Jules Supervielle

Débarcadères, 1922


Le Retour


 
Le petit trot des gauchos me façonne,
les oreilles fixes de mon cheval m’aident à me situer.
Je retrouve dans sa plénitude ce que je n’osais plus envisager, même par une petite lucarne,
toute la Pampa étendue à mes pieds comme il y a sept ans.
Ô Mort ! me voici revenu.
J’avais pourtant compris que tu ne me laisserais pas revoir ces terres, une voix me l’avait dit qui ressemblait à la tienne, et tu ne ressembles qu’à toi-même,
et aujourd’hui, je suis comme ce hennissement qui ne sait pas que tu existes ;
je trouve comique d’avoir tant douté de moi et c’est de toi que je doute, ô Surfaite,
même quand mon cheval enjambe les os d’un bœuf proprement blanchis par les vautours et par les aigles,
ou qu’une odeur de bête fraîchement écorchée me tord le nez quand je passe.

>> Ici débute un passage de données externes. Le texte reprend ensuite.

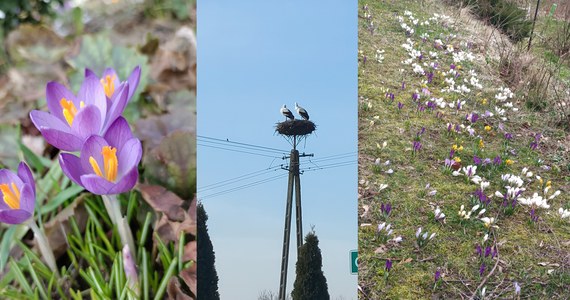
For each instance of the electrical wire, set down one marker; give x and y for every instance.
(238, 179)
(240, 144)
(235, 150)
(243, 186)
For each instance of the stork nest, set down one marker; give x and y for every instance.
(295, 127)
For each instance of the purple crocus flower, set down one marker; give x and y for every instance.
(110, 80)
(18, 195)
(487, 251)
(497, 160)
(429, 77)
(415, 96)
(482, 269)
(476, 160)
(386, 209)
(73, 119)
(417, 146)
(533, 216)
(107, 165)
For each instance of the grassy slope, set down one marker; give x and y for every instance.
(522, 245)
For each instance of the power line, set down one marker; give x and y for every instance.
(329, 166)
(244, 186)
(242, 144)
(238, 178)
(235, 150)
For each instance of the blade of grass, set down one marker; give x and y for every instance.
(5, 245)
(20, 277)
(61, 197)
(39, 285)
(166, 278)
(180, 250)
(145, 273)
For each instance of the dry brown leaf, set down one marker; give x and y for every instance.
(58, 228)
(163, 200)
(175, 62)
(174, 291)
(190, 278)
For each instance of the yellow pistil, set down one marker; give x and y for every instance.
(108, 85)
(110, 164)
(11, 196)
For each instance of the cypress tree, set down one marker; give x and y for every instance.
(206, 270)
(310, 282)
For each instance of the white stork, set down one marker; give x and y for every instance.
(301, 111)
(287, 113)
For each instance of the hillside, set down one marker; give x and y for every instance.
(463, 182)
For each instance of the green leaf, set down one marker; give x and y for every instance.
(71, 191)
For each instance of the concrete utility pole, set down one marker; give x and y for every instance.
(295, 130)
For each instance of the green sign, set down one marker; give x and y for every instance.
(353, 261)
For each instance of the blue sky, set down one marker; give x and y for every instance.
(253, 57)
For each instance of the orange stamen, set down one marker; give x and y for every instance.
(69, 110)
(108, 85)
(110, 164)
(11, 196)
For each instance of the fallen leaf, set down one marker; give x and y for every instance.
(174, 291)
(162, 200)
(58, 228)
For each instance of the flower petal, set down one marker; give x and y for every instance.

Je fais corps avec la Pampa qui ne connaît pas la mythologie,
avec le désert orgueilleux d’être le désert depuis les temps les plus abstraits,
il ignore les Dieux de l’Olympe qui rythment encore le vieux monde.

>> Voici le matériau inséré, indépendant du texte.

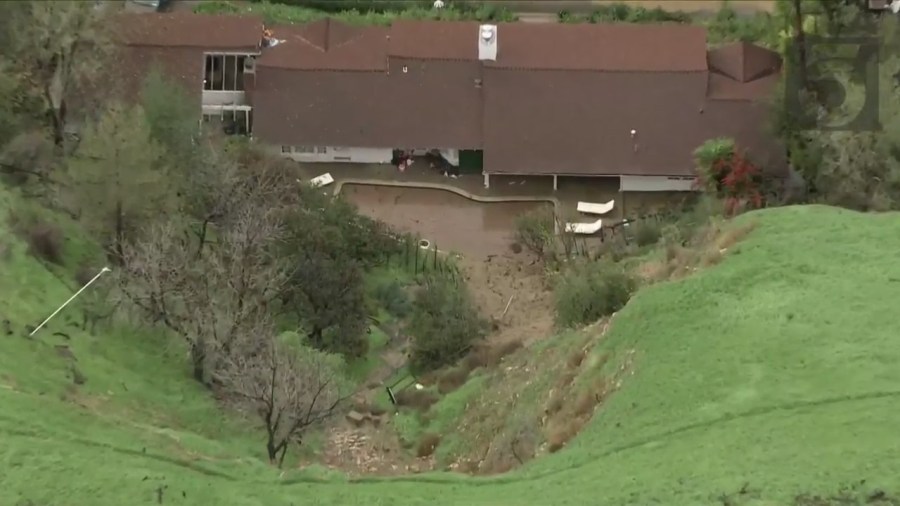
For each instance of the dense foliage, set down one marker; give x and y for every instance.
(444, 325)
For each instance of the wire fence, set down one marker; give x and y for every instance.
(419, 256)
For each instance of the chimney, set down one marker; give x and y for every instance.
(487, 42)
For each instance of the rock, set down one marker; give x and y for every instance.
(356, 418)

Je m’enfonce dans la plaine qui n’a pas d’histoire et tend de tous côtés sa peau dure de vache qui a couché dehors,
et n’a pour végétation que quelques talas, ceibos, pitas,
qui ne connaissent le grec ni le latin,
mais savent résister au vent affamé du pôle,
de toute leur vieille ruse barbare
en lui opposant la croupe concentrée de leur branchage grouillant d’épines et leurs feuilles en coup de hache.
Je me mêle à une terre qui ne rend de comptes à personne et se défend de ressembler à ces paysages manufacturés d’Europe, saignés par les souvenirs,
à cette nature exténuée et poussive qui n’a plus que des quintes de lumière,
et, repentante, efface l’hiver ce qu’elle fit pendant l’été.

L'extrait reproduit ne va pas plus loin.